Der Fremde antwortete: "Doch, ich möchte schon, aber ich muss zuerst essen, ich bin sehr hungrig." "Dem lässt sich abhelfen!" Die Alte erhob sich mühsam und stellte Wurst und Schinken, Brot und Branntwein auf den Tisch. Der Fremde redete wenig. Er aß und stopfte sich die Taschen voll mit allem, wessen er habhaft wurde. "Iss nur, mein Junge, es kommt alles von deiner Mutter!" Sie holte drei Paar Strümpfe hervor, blinzelte und sagte: "Du hast sicher kalte Füße, Anders?" Natürlich, und ob! Anders bekam alle drei Paare, obgleich das eine für Jakob bestimmt war. Sie sagte: "Weiß Gott, dein Bruder Jakob, dieser Bummelant, besucht mich nicht einmal Weihnachten. Du bist gekommen, aber er weiß nicht, an wen ich immer denke."
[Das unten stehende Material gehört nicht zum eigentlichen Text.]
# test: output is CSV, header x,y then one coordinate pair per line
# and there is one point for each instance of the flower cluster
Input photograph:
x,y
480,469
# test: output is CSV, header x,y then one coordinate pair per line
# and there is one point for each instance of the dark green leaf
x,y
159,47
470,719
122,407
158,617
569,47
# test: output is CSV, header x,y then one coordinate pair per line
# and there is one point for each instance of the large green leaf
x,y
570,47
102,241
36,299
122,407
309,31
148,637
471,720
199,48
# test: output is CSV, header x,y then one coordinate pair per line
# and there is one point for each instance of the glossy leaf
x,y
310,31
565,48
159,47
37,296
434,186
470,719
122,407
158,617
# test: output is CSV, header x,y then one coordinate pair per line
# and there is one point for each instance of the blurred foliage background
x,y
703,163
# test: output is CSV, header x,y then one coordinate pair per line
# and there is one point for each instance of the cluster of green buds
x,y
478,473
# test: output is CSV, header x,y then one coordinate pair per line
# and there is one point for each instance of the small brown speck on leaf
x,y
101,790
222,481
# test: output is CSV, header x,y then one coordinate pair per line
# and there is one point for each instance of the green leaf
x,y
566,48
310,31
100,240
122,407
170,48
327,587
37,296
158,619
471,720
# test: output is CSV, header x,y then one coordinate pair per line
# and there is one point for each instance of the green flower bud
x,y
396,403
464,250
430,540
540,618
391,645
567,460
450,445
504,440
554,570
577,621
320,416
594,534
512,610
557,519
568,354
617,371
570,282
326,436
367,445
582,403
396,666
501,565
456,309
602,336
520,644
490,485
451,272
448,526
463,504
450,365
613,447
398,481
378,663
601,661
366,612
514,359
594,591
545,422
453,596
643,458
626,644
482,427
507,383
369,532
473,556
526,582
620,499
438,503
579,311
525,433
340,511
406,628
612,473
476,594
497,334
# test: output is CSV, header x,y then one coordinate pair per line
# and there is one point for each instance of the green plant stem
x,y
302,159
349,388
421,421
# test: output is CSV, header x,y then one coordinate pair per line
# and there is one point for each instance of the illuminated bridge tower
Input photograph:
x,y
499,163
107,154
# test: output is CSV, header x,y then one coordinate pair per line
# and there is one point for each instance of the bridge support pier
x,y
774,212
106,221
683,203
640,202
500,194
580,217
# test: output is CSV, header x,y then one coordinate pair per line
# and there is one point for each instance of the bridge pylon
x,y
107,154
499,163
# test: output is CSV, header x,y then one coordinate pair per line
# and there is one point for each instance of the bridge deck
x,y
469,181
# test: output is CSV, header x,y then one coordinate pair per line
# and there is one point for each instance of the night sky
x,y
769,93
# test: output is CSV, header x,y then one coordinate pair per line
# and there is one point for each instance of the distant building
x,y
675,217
Da wurde der Fremde gerührt. Er dachte an die eigene Mutter, die sich um ihn gesorgt hatte. Dann holte er den kostbaren seidenen Schal der Bäuerin, der ihm in die Augen gefallen war. Als die Alte den teuren Stoff fühlte, machte sie eine abwehrende Bewegung, lief weg und verkroch sich wieder in der Ofenecke: "Jesses, so ein Unfug! Ein altes Weib soll keinen seidenen Schal tragen!" Er versicherte: "Ich schenke ihn dir!" Dann band er ihr den Schal um, küsste sie und verließ das Haus mit den Worten: "Jetzt muss ich in die Kirche gehen." Als die Leute vom Hof bald darauf aus der Kirche zurückkamen, saß die alte Frau wie immer in der Ofenecke. Sie zitterte und weinte vor Freude. Das seidene Halstuch der jungen Bäuerin war feucht von Tränen.

Und es gab eine Aufregung, denn ein paar hübsche Kleinigkeiten fehlten im Haus. Die alte Frau begriff nichts, aber sie versuchte zu begreifen, warum sie schimpften. Die junge Bäuerin wollte das Halstuch zurück. Aber sie wollte es nicht wieder hergeben und der Bauer musste es ihren krummen Fingern entwinden. Das machte ihr nichts, sie hatte es bald vergessen. Aber den Besuch des Sohnes behielt sie von Weihnachten bis zum Dreikönigstag. Dieser Besuch bedeutete für sie eine lange Weihnachtsfreude.